I fail to see how it is more socially responsible to get in my car, drive twenty minutes to a store, putter around inside looking for something to buy that probably isn’t even there for a half hour, give up in frustration and then spend another twenty minutes in traffic on the way home.  Who benefits from that, besides Big Oil?

It isn’t just Amazon, and it isn’t just the average local bookstore that is going the way of the dodo, thanks to customer focused internet retailers, either.   For comic books, I use a website called Heavy Ink, which is a small time, startup operation that focuses on, again, excellent customer service and low costs.  You can always talk to a real person if you have an issue, and they are friendly and knowledgeable about what they do.  Most towns don’t even have a decent comic book store anymore, so Heavy Ink is a lifesaver if you still want to read comics and don’t live in one of the fortunate few places that have a place to buy them.

Meanwhile, Netflix is absolutely devastating video rental stores, both large and small, by again, just being better at what they do: renting movies.  I worked in a video store as a part time job in college; I know just how lousy they tend to be.  The vast majority of their movies are shallow pablum, usually dozens of copies of the last ten big movies, and almost nothing else.  Their discs are also in terrible shape, and the prices are outrageous.  Why subject yourself to that?  Even when I worked at the store and got free rentals, I honestly never used them.  I preferred Netflix to my own employer, and why not?  They were better.  On the flip side, Netflix killed a local independent video store/performance venue that I used to frequent for live shows, who specifically laid the blame for their precipitious decline at Netflix’s feet.   It made me sad, but of course everyone saw it coming.   Getting mad at Netflix wouldn’t help anyone.

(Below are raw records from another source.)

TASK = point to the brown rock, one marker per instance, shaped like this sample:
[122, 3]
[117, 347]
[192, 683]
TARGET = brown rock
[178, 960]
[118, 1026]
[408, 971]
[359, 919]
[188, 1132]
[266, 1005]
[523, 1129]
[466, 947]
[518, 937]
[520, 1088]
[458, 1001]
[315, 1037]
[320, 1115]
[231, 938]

Finally, I’d like to mention another internet business, Topatoco.  This is your quintessential small, progressive enterprise.   They sell books, art and t-shirts designed by independent artists, with a focus on fair labor conditions.  Most of their shirts, for example, are available printed on American Apparel materials, and almost all are printed here in the United States.   Customer service is a priority here as well.   Am I to believe I’d be a better person if I went to the mall and bought a t shirt made in a Malaysian sweatshop, just because I’d pay some Wisconsin sales tax along the way?

This isn’t to bash buying local.  I have a share in a CSA farm here in Wisconsin; I got a load of plants from Kopke’s Greenhouse just this weekend (you have an ad running for them on the local Prog radio station).   What I’m getting at here is that Progressives should be fundamentally about *Progress*, about improving things and making life better.   Sometimes that means an old way of life will be supplanted by something new, telegraphs by telephones, telephones by email, the horse and buggy by the car.

And sometimes that means no more work for the buggy whip maker.